[Frontiers in Bioscience E3, 115-124, January 1, 2011]
Overexpression of p204 leads to abnormal embryos and osteogenesis in zebrafish
Hai-Bin Zhao, Wen-Wen Wang, Zai-Li Luo, Hui-Ren Cao, Yong-Xiang Shi
School of Life Science, Shandong University, Jinan 250100, China
TABLE OF CONTENTS
1. ABSTRACT
p204, an inteferon-inducible protein, is known to play an important role in modulating cell proliferation, cell cycling, and the differentiation of various tissues, including osteoblasts. In order to determine the role of p204 during development in vivo, the teleost zebrafish (Danio rerio), an established vertebrate model for developmental studies, was employed. p204 cDNA was introduced into zebrafish by microinjection, and p204 was ectopically expressed throughout the whole embryo during the early stages of zebrafish embryogenesis, then its expression gradually decreased, mainly in ventrally located cells and retina capsules. Importantly, overexpression of p204 in zebrafish resulted in striking malformations such as bent spine and expanded belly. Furthermore, the expressions of some genes (vent, runx2b, osn) involved in dorsoventral patterning and osteogenesis were significantly upregulated after p204 injection. This study provides not only the in vivo evidences demonstrating the role of p204 during embryonic development, but also new insights into the molecular mechanism by which p204 mediate osteogenesis.
2. INTRODUCTION
The p204 gene is a member of the interferon-inducible p200 family (1, 2). Increasing evidences from cultured cells demonstrate that p204 modulates cell proliferation (3,4), cell cycling (5-6), and the differentiation of various tissues and cells, including skeletal muscle myotubes (7, 8), beating cardiac type myocytes (9, 10), osteoblasts (11-13), chondrocytes (14), and macrophages (15). (For more information, see recent reviews (16, 17)). However, the efforts to exploit the actions of p204 in vivo and to understand the mechanisms involved are significantly hampered by the fact that mice in which p204 is overexpressed or deleted are still not available.

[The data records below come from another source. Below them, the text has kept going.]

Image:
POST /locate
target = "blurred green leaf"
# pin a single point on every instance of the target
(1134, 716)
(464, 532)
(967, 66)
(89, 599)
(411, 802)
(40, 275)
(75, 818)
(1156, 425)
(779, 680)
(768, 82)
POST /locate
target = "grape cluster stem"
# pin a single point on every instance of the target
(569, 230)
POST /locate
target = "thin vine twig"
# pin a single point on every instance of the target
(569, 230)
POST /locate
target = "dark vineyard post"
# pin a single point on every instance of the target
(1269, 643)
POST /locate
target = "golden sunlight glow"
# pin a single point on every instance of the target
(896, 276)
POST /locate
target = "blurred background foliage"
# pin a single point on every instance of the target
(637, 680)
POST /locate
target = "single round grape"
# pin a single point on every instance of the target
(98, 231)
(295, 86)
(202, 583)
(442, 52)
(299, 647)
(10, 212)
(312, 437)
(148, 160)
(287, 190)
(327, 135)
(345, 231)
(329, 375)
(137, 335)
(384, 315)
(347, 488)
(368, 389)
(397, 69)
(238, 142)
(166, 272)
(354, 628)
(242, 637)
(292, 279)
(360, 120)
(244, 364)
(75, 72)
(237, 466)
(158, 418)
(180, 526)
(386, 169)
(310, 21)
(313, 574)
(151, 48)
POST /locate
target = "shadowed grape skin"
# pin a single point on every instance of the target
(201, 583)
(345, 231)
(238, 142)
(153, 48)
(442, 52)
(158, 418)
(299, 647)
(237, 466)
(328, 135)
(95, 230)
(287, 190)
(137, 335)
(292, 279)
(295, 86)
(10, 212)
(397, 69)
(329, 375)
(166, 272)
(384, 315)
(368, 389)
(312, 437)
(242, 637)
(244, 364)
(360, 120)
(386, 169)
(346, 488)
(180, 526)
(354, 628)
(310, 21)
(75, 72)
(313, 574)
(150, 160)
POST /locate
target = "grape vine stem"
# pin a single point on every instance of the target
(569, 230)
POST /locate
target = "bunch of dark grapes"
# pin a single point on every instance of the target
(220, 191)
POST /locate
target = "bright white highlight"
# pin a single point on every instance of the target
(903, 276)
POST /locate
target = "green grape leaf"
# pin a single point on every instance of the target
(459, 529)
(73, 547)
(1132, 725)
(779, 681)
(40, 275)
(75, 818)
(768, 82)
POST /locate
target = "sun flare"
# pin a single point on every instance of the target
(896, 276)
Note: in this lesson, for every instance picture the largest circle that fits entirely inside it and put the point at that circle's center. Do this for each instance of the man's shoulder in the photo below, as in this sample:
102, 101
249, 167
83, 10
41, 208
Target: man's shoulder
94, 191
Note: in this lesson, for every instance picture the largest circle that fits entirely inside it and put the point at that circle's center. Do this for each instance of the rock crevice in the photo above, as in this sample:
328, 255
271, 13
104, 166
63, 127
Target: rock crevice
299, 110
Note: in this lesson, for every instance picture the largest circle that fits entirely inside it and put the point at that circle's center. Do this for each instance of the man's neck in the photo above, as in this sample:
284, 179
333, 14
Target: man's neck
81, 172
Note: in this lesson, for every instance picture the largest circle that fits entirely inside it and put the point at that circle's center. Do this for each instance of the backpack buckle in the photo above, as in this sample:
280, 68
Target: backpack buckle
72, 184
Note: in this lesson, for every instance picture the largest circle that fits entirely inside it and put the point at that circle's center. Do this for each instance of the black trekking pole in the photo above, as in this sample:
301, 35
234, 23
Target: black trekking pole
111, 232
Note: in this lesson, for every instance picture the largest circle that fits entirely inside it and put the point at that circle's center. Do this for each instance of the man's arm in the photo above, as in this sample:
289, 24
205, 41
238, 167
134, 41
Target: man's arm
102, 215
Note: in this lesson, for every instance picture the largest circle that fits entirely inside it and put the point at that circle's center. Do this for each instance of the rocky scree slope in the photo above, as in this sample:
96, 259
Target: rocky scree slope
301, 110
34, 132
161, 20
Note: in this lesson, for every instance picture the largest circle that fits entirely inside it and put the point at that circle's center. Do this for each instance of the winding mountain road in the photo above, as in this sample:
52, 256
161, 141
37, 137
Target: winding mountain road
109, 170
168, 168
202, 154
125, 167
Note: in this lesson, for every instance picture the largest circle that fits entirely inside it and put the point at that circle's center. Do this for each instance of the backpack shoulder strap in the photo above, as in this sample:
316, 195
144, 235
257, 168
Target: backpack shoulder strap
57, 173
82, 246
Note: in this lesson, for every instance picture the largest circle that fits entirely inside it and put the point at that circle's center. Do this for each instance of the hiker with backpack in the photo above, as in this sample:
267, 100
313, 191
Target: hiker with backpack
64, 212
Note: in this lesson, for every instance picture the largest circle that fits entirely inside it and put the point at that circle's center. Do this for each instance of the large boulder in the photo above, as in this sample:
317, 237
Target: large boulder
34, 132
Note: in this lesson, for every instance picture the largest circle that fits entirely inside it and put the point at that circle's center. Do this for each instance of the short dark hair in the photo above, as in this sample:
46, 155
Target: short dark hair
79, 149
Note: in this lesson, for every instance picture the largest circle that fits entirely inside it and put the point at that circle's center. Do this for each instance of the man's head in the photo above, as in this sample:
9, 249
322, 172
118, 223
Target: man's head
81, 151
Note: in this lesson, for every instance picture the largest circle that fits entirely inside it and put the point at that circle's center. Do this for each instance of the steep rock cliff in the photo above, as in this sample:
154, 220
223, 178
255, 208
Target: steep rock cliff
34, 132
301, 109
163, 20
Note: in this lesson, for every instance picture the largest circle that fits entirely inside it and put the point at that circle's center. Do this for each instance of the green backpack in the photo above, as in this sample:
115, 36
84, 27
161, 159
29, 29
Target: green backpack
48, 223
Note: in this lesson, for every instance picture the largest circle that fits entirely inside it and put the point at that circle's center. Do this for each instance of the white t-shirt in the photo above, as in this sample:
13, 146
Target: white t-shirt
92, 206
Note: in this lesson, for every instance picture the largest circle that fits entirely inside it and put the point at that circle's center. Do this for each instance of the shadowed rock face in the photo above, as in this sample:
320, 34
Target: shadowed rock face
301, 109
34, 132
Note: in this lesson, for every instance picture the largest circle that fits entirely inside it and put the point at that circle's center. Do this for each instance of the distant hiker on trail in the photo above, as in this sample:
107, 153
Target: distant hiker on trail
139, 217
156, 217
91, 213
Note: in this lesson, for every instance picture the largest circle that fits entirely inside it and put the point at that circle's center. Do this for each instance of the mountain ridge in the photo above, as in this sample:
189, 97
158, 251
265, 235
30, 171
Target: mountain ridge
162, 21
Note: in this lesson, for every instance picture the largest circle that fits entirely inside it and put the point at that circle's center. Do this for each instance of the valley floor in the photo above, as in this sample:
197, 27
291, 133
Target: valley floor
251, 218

The zebrafish model is a necessary vertebrate complement to the mouse model. It has several advantages such as transparent embryos, external development, short generation time and efficient genetic manipulation techniques (18). Its osteocyte involved in bone formation and remodeling are similar in many aspects to those found in mammals. While little is known on how these cells regulate bone matrix formation and remodeling (19). Although zebrafish have not been widely used to study bone development and disease, many studies have shown its potential. Similar to mammals, runx, dlx and the hedgehog family of genes are expressed in the process of bone formation in zebrafish (20-23). In addition, Manuel et al. suggest that fin ray regeneration in zebrafish could be useful for preclinical studies of skeletal tissue disorders although lepidotrichia is not a typical type of skeletal tissue (24, 25). Also, Simoes et al. identified a region in the zebrafish collagen X a1 gene (ColXa1) promoter that is responsive to runx2, suggesting that zebrafish could be used as a model for studies of bone and cartilage development (26). Finally, a mutation in the collagen IA1 gene, which models the human inherited disorder cleidocranial dysplasia, has been identified through forward genetics (27). In zebrafish there are two orthologs of Runx2, namely Runx2a and Runx2b, which have 86% conservation (78% identity; 8% similarity) (28). The runx2b gene induces the expression of osteocalcin by binding to its 5'-regulatory region (26). It has been demonstrated that runx2b is a materal determinant of ventral zygotic genes in zebrafish and the only known direct regulator of vent at the onset of zygotic transcription. Embryos treated with a runx2b-specific morpholino (MO) are strongly dorsalized, suggesting that runx2b may influence dorsoventral patterning (29).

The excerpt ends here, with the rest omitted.